Upon learning about the discovery of CDH2 as a new novel cause of ocular disorders discovered through Joe’s genetic testing, Andrea was surprised to hear about this finding. “I was very shocked. Very shocked,” she said. “I remember when Linda reached out to say that they were going to dive a little deeper to try and find a link between Joe’s brain issues and his eyes. Knowing that other people had been in the study and hadn’t heard anything yet, I thought maybe another couple of years we’ll hear something. Linda reached out to me while we were at a specialty appointment, and I started crying. I thought, so now we know that it is something.”

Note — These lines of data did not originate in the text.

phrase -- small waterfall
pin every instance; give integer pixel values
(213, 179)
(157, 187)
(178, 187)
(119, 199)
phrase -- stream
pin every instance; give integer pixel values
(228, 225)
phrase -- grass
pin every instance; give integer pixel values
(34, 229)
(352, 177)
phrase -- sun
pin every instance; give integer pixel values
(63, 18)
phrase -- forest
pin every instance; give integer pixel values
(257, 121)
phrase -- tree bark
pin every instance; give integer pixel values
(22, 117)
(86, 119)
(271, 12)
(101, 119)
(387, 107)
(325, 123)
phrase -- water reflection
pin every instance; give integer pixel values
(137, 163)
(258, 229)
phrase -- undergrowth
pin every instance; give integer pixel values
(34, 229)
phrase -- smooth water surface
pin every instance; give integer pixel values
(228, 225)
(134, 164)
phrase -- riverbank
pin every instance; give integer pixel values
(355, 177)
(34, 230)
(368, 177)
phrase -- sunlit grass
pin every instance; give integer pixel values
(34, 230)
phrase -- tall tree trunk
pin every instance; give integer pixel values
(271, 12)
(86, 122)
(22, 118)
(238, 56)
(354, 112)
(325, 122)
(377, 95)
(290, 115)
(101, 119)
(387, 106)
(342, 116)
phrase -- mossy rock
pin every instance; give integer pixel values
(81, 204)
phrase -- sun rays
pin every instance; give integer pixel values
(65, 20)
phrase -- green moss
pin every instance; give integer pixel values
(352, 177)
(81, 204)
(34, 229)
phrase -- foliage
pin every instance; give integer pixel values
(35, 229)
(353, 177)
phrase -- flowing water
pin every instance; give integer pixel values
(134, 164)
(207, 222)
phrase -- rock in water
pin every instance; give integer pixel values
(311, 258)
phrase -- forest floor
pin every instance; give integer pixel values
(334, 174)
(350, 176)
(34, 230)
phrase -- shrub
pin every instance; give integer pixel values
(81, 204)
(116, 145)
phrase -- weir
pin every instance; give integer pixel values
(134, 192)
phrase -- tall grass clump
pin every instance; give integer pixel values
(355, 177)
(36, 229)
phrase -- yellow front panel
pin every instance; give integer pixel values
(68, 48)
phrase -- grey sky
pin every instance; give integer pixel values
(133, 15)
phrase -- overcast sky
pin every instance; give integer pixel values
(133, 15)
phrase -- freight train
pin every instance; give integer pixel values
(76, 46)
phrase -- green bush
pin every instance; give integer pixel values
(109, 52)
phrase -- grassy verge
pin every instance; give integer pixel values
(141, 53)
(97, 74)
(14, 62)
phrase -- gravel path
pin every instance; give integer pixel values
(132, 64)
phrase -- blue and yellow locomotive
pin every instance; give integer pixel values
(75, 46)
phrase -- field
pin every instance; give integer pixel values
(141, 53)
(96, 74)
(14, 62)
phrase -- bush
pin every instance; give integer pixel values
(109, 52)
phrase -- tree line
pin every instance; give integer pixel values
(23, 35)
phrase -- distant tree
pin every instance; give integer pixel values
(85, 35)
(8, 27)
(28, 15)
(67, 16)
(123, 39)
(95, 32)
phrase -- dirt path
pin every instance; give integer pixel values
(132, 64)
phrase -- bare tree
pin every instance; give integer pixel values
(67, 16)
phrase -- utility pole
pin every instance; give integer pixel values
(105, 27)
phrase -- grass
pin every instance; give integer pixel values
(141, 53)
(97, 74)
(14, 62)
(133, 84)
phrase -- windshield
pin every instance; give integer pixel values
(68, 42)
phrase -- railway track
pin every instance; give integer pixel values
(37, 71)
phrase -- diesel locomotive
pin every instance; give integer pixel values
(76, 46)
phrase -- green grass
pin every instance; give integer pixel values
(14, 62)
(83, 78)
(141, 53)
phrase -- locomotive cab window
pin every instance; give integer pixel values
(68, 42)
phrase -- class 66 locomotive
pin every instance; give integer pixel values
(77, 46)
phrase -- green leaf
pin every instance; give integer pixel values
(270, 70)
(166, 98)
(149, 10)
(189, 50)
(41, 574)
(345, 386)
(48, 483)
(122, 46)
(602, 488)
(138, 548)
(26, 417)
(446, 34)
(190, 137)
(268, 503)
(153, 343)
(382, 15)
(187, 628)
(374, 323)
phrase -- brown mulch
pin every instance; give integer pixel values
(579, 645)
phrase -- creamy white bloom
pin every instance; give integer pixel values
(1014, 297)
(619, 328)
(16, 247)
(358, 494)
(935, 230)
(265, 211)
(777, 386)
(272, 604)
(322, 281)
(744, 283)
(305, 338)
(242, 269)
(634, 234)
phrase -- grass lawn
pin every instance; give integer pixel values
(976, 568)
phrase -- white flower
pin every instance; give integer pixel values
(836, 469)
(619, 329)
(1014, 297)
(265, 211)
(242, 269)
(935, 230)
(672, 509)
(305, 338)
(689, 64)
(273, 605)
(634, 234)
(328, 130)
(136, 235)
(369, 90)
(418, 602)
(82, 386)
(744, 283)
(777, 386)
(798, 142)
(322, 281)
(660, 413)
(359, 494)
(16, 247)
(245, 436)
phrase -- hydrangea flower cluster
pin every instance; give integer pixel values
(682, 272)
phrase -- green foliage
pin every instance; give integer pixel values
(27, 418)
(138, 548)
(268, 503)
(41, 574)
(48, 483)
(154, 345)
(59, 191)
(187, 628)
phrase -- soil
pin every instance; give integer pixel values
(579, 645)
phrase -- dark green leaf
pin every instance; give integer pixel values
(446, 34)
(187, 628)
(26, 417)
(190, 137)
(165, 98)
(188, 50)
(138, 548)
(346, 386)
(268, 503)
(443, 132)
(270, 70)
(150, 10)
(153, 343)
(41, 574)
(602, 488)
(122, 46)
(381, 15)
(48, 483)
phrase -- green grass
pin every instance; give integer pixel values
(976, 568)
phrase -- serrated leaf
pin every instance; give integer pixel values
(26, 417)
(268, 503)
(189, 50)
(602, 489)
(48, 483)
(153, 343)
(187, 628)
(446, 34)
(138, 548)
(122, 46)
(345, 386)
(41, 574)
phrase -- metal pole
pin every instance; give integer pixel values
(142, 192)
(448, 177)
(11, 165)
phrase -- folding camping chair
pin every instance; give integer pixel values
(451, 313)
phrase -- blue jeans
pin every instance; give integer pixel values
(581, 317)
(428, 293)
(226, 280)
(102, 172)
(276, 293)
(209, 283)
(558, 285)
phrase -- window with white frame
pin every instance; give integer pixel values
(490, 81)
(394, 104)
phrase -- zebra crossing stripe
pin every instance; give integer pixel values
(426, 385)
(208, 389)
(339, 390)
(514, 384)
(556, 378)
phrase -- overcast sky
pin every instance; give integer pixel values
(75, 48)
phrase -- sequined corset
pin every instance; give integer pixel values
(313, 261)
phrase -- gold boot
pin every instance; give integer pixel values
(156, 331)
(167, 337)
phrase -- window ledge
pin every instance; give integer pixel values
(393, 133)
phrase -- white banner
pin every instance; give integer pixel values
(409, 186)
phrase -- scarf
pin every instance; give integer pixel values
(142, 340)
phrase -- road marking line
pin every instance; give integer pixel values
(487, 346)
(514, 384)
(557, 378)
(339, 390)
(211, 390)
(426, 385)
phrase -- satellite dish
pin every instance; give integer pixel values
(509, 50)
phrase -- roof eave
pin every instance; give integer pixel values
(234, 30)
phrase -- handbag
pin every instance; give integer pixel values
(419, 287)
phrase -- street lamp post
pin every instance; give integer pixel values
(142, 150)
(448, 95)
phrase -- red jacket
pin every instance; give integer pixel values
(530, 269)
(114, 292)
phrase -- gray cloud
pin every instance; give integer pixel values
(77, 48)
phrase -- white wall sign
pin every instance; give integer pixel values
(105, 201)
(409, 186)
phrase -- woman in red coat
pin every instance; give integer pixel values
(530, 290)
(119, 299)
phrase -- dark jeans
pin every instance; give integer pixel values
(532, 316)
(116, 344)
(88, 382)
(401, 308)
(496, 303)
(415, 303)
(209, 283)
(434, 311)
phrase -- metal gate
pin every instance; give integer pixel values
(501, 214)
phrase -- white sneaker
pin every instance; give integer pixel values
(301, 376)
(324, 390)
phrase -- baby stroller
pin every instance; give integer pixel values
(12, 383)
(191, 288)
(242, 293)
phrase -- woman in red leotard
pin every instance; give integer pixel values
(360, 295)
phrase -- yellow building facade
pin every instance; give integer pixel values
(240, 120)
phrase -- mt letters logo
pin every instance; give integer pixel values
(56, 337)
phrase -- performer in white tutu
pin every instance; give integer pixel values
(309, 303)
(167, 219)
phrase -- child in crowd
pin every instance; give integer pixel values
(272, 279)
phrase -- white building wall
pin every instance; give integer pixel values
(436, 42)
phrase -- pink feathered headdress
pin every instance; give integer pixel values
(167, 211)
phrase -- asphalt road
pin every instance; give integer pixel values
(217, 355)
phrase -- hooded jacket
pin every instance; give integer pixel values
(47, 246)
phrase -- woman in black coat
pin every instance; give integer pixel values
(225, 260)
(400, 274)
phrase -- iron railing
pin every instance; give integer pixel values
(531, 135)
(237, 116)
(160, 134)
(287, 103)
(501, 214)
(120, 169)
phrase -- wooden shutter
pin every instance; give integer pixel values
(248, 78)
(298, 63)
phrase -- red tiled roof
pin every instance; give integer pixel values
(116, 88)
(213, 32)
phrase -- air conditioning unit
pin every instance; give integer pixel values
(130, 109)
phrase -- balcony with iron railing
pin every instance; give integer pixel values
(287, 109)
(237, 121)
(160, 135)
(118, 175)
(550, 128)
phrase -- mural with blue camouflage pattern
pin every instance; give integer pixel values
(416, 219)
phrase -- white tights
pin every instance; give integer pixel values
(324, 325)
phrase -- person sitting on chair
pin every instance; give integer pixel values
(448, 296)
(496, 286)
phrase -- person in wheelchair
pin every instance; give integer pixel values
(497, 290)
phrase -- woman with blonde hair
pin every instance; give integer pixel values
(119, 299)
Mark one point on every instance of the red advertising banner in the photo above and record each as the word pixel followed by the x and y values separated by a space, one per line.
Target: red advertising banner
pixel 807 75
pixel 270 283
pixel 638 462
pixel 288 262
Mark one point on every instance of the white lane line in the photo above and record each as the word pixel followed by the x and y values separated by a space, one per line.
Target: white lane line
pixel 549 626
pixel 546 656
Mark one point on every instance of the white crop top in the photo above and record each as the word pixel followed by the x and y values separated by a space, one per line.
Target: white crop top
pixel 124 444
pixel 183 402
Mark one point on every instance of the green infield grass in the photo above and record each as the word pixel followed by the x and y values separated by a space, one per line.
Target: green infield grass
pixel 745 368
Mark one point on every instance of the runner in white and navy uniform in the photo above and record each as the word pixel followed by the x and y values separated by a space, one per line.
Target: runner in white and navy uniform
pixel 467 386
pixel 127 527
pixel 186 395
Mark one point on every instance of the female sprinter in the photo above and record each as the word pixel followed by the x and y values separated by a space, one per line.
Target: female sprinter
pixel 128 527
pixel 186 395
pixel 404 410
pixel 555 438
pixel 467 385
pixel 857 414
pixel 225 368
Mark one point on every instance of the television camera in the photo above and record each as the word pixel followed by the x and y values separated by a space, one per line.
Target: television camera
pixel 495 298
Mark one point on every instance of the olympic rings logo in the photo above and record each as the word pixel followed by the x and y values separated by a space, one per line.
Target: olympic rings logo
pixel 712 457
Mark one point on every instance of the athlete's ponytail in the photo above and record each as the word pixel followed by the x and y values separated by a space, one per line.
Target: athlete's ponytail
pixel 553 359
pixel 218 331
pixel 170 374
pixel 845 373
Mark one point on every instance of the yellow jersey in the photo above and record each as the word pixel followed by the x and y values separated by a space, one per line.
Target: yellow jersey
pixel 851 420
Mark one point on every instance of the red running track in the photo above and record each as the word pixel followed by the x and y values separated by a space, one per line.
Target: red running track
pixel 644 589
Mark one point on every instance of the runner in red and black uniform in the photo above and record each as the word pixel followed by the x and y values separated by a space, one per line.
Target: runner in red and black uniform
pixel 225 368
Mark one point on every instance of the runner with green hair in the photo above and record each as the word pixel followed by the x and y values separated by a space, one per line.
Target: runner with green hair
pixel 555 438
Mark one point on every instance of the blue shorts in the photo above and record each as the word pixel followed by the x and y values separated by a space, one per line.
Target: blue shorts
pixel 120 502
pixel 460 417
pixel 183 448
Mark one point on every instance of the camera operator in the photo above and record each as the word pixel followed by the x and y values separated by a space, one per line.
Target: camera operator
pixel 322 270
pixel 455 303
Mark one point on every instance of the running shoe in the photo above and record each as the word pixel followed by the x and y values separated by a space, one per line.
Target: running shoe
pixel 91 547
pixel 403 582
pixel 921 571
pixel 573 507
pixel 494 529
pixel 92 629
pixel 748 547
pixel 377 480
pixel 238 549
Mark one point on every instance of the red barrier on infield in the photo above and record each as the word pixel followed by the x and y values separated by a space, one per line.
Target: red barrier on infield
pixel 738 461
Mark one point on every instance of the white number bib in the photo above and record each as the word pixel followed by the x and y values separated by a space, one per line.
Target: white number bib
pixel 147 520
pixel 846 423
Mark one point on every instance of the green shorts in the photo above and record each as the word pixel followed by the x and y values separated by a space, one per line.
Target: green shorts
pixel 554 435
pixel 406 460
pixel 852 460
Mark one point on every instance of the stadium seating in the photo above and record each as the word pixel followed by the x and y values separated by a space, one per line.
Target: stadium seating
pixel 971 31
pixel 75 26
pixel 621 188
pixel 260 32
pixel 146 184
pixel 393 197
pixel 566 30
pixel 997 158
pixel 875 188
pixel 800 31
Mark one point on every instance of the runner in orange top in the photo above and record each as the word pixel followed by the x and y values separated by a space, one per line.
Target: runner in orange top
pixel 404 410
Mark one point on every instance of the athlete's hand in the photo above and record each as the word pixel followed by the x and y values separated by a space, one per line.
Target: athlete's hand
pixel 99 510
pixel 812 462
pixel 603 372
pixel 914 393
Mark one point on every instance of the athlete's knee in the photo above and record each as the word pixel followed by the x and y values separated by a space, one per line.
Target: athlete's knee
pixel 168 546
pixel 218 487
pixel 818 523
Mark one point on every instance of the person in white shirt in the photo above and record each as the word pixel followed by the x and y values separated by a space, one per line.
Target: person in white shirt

The CDH2 gene produces N-cadherin, a protein on the cell surface that is important in cell adhesion. Variants in CDH2 affect how well cells can hold on to each other within tissues. The protein plays a major role in the developing eyes, brain, and heart as well as other parts of the body. Dr. Semina’s team has continued to study the role of CDH2 and is preparing to publish a second paper, with new cases bringing the number of known individuals with ACOGS up to 35 and providing insight into the mechanisms of how the function of the gene is disrupted.
“It was pretty exciting to be a part of that and because of what we did and because of Joe, we’re able to help other families find a diagnosis so much sooner than we were able to. That is something I have really taken to heart, and I think is the coolest part of it.”
One of Andrea’s primary goals was to better understand what the future would hold for Joe – what do the teenage years look like for him, what are other conditions other families are experiencing? To build a larger community and support network, Andrea created a private Facebook group bring other families together and try to answer some of those lingering questions.
“I have found that when you have somebody with something that is rare, sometimes the only way you’re going to find someone to connect with you is through the power of social media,” said Andrea. “I have another friend that I’ve met through a Peters anomaly group, that has all the same symptoms as Joe, but she’s in another country.”
While there is so much still unknown about the new CDH2 gene and what the future holds, Joe is a 10-year-old developing his own sense of independence, an avid video game player and member of the school band. “I try not to let his medical and vision conditions define who he is,” Andrea said. “Whatever is going to happen. After getting the results from the study, it’s calmed a piece inside my brain. We don’t have to worry or wonder. We have a name and cause to it. The study itself is a great experience for us.”
Andrea’s advice to other families – you never know what’s on the other side and you might find an answer to something you’re looking for. It’s worth the time and effort.